Wednesday, June 17, 2009

Lemonade

I made homemade, fresh-squeezed lemonade this week which was an unremarkable (although tasty!) event except for what it symbolizes to me. When I was in the working world, homemade lemonade represented the true luxury of staying at home full time. A life where you could choose to slow down and enjoy simple pleasures. Deep down I knew that your attitude, not your profession, dictates how you enjoy your life. Still, it was a symbol to which I clung. Thus, making lemonade this week triggered some reflection on my new profession - a stay at home mother.

Someone asked me if I missed working outside the home. Unhesitatingly, I answered, "Yes!" I swiftly and sincerely followed by saying that I wouldn't choose any other place to be right now.

Now that I am more comfortable in my role as a mother, I can more clearly see what I miss about the workplace. I loved having tangible results and achievements. I loved the conversations which stretched me intellectually, spiritually, professionally, and personally. I loved working with a team to accomplish something worthwhile. I worked with talented people and for organizations with tremendous missions.
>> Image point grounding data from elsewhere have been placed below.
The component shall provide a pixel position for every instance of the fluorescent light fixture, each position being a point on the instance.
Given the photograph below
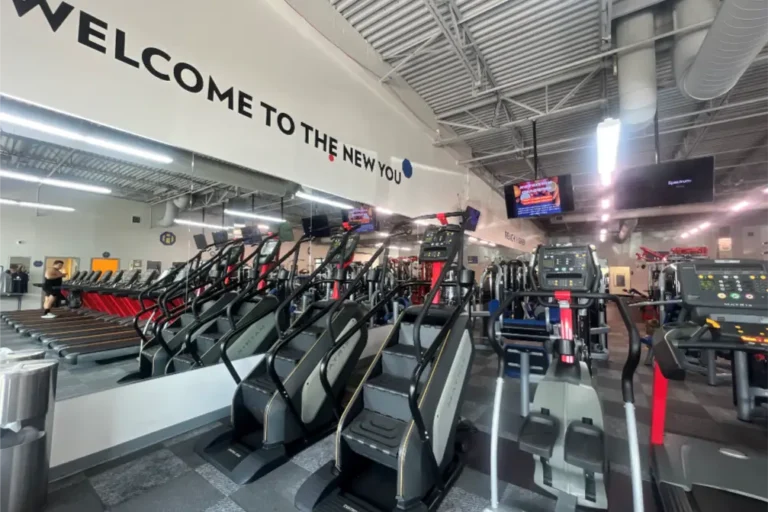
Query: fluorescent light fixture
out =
(79, 137)
(247, 215)
(39, 206)
(329, 202)
(13, 175)
(183, 222)
(740, 206)
(608, 134)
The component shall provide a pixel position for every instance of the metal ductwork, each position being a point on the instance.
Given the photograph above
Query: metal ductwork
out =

And yet...there are a lot of "I's" that paragraph. You see, my job has always consumed too much of my identity. Leaving the working world was a much-needed challenge to my sense of self. Our society places great value on knowledge-based work. There's nothing inherently wrong with this, but it's easy to under-value the nobility of tending to the mundane aspects of life.

Oh how motherhood is full of the mundane! I'm learning that is not necessarily a pejorative statement. I'm learning there is great satisfaction in being the one who helps life happen. Who wipes up the spills and the noses and the bums. Who carries Cheerios, burp rags and chew toys in her purse. It's also a life laced with the sweet smiles, heart-melting laughs, and wonderment of Desmond experiencing countless "firsts".

My character and attitude are being re-shaped to see the nobility of the mundane. The beauty in a hard day's work that required more patience than brilliance. Experiencing the nitty gritty details of life that we all deal with, but don't always dwell on.

I won't be out of the working world forever. In the meantime, I'm trying to not let these precious life lessons slip away.

2 comments:

Allyson said...

I have thought a lot of my identity since staying home with my girls. Our occupations tend to define us in this society, and it has been good for me to think a little deeper about who I am.

Al and Lyndsie said...

reminds me of a quote I once read by Mother Theresa, my paraphrase:

My destiny is not to have some great success with accolade, but to create greatness in the details of the little things.

I'm sure I butchered it, but both her quote and your blog today resound with me greatly! Thanks for sharing your wisdom!